Observing Claude’s containerized desktop was initially impressive. It opened the browser, visited the Salesforce URL, logged in with the provided credentials, and navigated to “Accounts.” It flawlessly created a new account for Bike Production Company, inputting the right details in the form, then attempted to create a new reseller order. Things were going smoothly until it encountered the custom drag-and-drop interface for adding the bike. The system got stuck trying to perform a pixel-based drag-and-drop.
After a few failures, it tried to find an alternative method (like a hidden “Add Item” button). It’s first attempt with the “edit” button did not succeed.
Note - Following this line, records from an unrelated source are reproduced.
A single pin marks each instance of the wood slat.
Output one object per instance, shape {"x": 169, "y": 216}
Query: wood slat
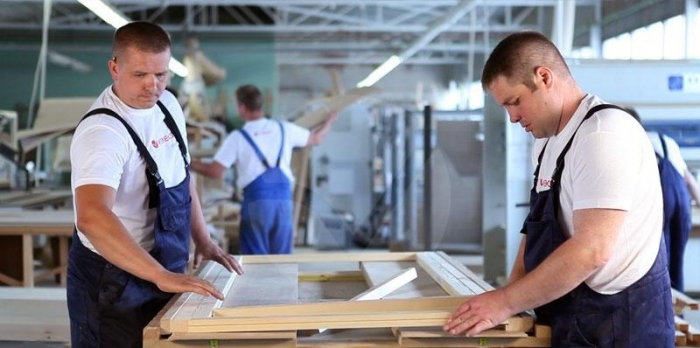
{"x": 437, "y": 332}
{"x": 466, "y": 271}
{"x": 330, "y": 257}
{"x": 450, "y": 278}
{"x": 337, "y": 276}
{"x": 475, "y": 342}
{"x": 388, "y": 286}
{"x": 192, "y": 305}
{"x": 345, "y": 307}
{"x": 422, "y": 286}
{"x": 34, "y": 314}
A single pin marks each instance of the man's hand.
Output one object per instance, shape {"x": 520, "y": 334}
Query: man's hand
{"x": 210, "y": 251}
{"x": 177, "y": 283}
{"x": 479, "y": 313}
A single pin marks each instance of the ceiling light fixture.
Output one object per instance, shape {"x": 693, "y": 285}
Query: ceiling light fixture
{"x": 380, "y": 71}
{"x": 114, "y": 18}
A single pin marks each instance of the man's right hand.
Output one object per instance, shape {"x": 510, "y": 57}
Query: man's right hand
{"x": 177, "y": 283}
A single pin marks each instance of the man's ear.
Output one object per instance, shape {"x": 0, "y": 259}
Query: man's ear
{"x": 543, "y": 76}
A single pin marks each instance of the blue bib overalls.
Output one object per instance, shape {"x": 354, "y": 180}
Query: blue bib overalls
{"x": 266, "y": 213}
{"x": 639, "y": 316}
{"x": 677, "y": 216}
{"x": 109, "y": 307}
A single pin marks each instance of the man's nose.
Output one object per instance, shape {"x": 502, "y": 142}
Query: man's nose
{"x": 513, "y": 116}
{"x": 152, "y": 83}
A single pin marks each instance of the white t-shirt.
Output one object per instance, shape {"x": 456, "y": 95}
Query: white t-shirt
{"x": 672, "y": 149}
{"x": 103, "y": 153}
{"x": 266, "y": 135}
{"x": 612, "y": 163}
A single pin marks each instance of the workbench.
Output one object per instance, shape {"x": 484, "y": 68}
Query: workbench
{"x": 24, "y": 225}
{"x": 364, "y": 299}
{"x": 35, "y": 199}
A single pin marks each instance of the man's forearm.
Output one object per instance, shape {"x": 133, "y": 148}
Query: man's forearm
{"x": 566, "y": 268}
{"x": 111, "y": 239}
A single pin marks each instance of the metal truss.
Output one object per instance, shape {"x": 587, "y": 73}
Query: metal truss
{"x": 314, "y": 31}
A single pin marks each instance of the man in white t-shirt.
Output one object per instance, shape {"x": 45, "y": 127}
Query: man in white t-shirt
{"x": 135, "y": 207}
{"x": 678, "y": 184}
{"x": 592, "y": 261}
{"x": 262, "y": 152}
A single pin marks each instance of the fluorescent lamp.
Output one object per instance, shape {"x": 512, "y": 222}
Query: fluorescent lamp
{"x": 380, "y": 71}
{"x": 106, "y": 12}
{"x": 110, "y": 15}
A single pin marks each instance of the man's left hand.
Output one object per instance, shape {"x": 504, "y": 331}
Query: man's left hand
{"x": 479, "y": 313}
{"x": 211, "y": 251}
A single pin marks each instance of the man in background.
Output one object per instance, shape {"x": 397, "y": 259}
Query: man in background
{"x": 262, "y": 153}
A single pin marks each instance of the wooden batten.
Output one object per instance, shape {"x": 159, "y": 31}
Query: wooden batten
{"x": 330, "y": 257}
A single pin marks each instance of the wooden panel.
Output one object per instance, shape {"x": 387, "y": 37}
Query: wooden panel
{"x": 475, "y": 342}
{"x": 37, "y": 314}
{"x": 192, "y": 305}
{"x": 451, "y": 279}
{"x": 264, "y": 285}
{"x": 330, "y": 257}
{"x": 436, "y": 332}
{"x": 387, "y": 287}
{"x": 466, "y": 271}
{"x": 345, "y": 307}
{"x": 422, "y": 286}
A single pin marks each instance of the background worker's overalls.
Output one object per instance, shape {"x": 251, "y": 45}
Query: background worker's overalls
{"x": 677, "y": 216}
{"x": 109, "y": 307}
{"x": 639, "y": 316}
{"x": 266, "y": 213}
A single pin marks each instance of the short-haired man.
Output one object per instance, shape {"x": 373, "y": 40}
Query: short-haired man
{"x": 592, "y": 261}
{"x": 135, "y": 206}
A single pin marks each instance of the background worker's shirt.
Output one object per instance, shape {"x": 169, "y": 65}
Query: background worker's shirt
{"x": 674, "y": 152}
{"x": 266, "y": 135}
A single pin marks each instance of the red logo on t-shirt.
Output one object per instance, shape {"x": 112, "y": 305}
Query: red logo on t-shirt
{"x": 162, "y": 140}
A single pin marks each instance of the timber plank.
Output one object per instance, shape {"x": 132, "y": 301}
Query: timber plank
{"x": 345, "y": 307}
{"x": 390, "y": 285}
{"x": 36, "y": 314}
{"x": 475, "y": 342}
{"x": 450, "y": 278}
{"x": 423, "y": 286}
{"x": 330, "y": 257}
{"x": 437, "y": 332}
{"x": 192, "y": 305}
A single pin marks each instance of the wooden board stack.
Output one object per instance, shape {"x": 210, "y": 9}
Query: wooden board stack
{"x": 410, "y": 297}
{"x": 686, "y": 334}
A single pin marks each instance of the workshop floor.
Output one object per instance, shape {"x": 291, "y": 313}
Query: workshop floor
{"x": 473, "y": 262}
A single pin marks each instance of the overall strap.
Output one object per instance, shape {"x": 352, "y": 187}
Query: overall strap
{"x": 152, "y": 174}
{"x": 250, "y": 141}
{"x": 170, "y": 122}
{"x": 560, "y": 160}
{"x": 539, "y": 163}
{"x": 663, "y": 144}
{"x": 279, "y": 155}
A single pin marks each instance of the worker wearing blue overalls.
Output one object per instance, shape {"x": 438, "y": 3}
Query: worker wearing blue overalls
{"x": 677, "y": 184}
{"x": 592, "y": 260}
{"x": 262, "y": 152}
{"x": 135, "y": 206}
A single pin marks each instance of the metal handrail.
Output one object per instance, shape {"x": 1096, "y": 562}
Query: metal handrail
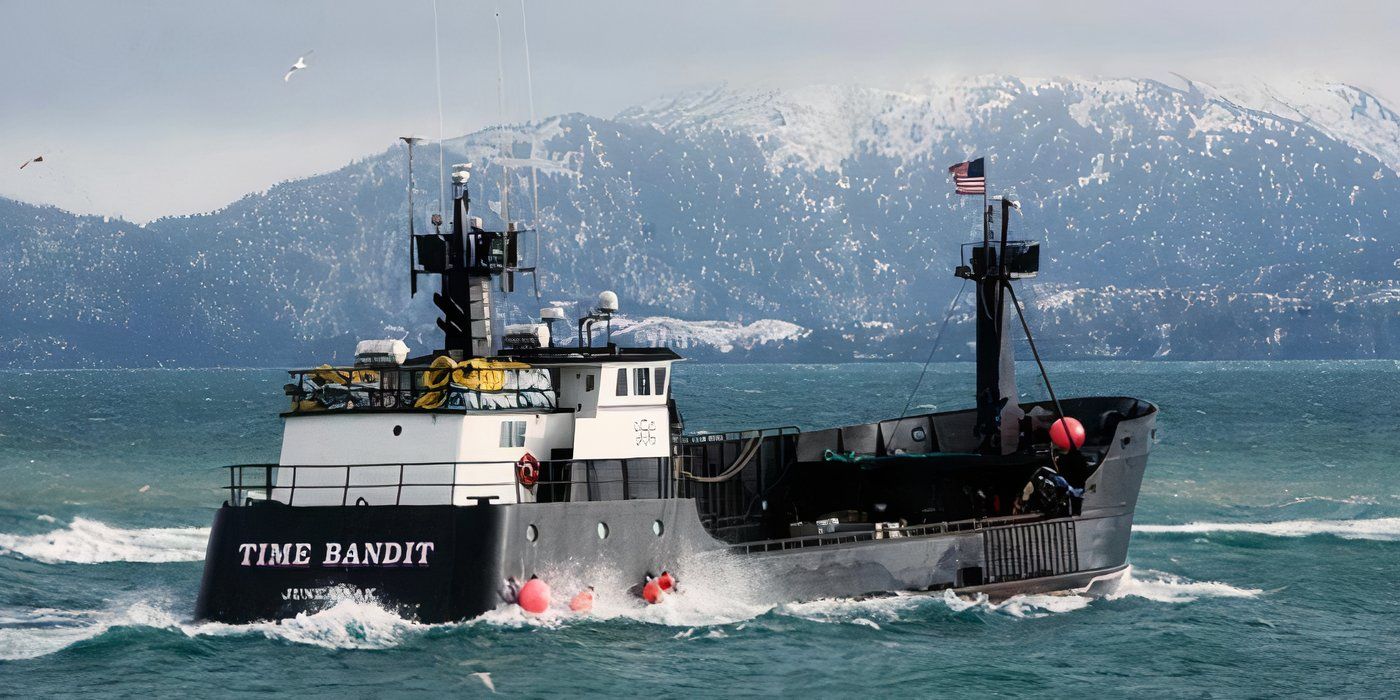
{"x": 907, "y": 531}
{"x": 738, "y": 434}
{"x": 403, "y": 389}
{"x": 655, "y": 468}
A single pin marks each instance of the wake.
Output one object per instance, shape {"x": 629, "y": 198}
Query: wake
{"x": 93, "y": 542}
{"x": 1382, "y": 529}
{"x": 357, "y": 625}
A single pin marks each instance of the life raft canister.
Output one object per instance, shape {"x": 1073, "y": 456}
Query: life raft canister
{"x": 527, "y": 471}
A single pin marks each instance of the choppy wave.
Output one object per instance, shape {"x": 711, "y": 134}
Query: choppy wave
{"x": 42, "y": 632}
{"x": 357, "y": 625}
{"x": 1385, "y": 529}
{"x": 93, "y": 542}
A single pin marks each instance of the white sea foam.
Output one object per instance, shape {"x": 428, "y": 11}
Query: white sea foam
{"x": 1385, "y": 529}
{"x": 349, "y": 625}
{"x": 1171, "y": 588}
{"x": 93, "y": 542}
{"x": 42, "y": 632}
{"x": 359, "y": 625}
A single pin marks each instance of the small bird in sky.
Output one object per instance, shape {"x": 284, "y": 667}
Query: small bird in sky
{"x": 300, "y": 65}
{"x": 486, "y": 681}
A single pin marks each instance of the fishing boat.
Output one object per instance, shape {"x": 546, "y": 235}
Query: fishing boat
{"x": 430, "y": 483}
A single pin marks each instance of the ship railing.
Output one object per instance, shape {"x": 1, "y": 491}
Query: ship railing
{"x": 699, "y": 438}
{"x": 874, "y": 534}
{"x": 427, "y": 483}
{"x": 402, "y": 388}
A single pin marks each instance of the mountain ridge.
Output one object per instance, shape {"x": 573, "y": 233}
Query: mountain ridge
{"x": 1175, "y": 221}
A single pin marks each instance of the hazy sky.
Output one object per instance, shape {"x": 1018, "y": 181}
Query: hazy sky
{"x": 151, "y": 108}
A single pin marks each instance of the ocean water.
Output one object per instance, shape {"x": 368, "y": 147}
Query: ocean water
{"x": 1266, "y": 556}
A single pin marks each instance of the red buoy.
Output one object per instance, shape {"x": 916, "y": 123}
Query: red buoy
{"x": 1067, "y": 433}
{"x": 584, "y": 601}
{"x": 534, "y": 597}
{"x": 653, "y": 592}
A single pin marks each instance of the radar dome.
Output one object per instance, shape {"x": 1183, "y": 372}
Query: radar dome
{"x": 608, "y": 301}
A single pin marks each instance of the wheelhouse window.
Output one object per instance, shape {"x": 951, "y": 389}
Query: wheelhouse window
{"x": 513, "y": 433}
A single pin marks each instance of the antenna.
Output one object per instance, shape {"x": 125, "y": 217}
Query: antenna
{"x": 500, "y": 100}
{"x": 413, "y": 277}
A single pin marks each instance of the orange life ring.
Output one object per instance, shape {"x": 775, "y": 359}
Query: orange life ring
{"x": 527, "y": 469}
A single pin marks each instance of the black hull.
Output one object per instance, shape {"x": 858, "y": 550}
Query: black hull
{"x": 452, "y": 580}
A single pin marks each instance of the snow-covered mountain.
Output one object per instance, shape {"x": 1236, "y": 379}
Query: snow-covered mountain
{"x": 1179, "y": 221}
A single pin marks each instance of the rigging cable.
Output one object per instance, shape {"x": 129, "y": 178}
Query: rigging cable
{"x": 500, "y": 102}
{"x": 1033, "y": 352}
{"x": 437, "y": 66}
{"x": 930, "y": 359}
{"x": 534, "y": 133}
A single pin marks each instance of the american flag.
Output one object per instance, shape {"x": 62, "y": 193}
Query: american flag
{"x": 969, "y": 177}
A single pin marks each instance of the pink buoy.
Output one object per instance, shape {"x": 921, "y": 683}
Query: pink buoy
{"x": 534, "y": 597}
{"x": 584, "y": 601}
{"x": 1067, "y": 433}
{"x": 651, "y": 592}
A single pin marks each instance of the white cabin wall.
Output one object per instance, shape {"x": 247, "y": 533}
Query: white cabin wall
{"x": 626, "y": 426}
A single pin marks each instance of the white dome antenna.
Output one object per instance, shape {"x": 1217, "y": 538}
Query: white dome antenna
{"x": 608, "y": 303}
{"x": 461, "y": 172}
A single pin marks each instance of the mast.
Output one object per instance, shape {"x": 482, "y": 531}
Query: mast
{"x": 991, "y": 265}
{"x": 471, "y": 262}
{"x": 413, "y": 279}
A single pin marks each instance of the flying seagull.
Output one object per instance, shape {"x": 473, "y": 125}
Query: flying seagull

“I notice in the edit dialog there's no clear way to add products. Let me try a different approach by clicking on the Reseller Orders dropdown to see if there are other options”.
It found its way eventually by discovering a way to add new items through the “related” tab — only to fail when the app’s dynamic triggers wouldn’t update the order total automatically. The developers of the SFDC app did not complete the development of this code path, expecting the human user to just follow through the drag and drop method. In short, the flow was designed for humans, not for an AI agent.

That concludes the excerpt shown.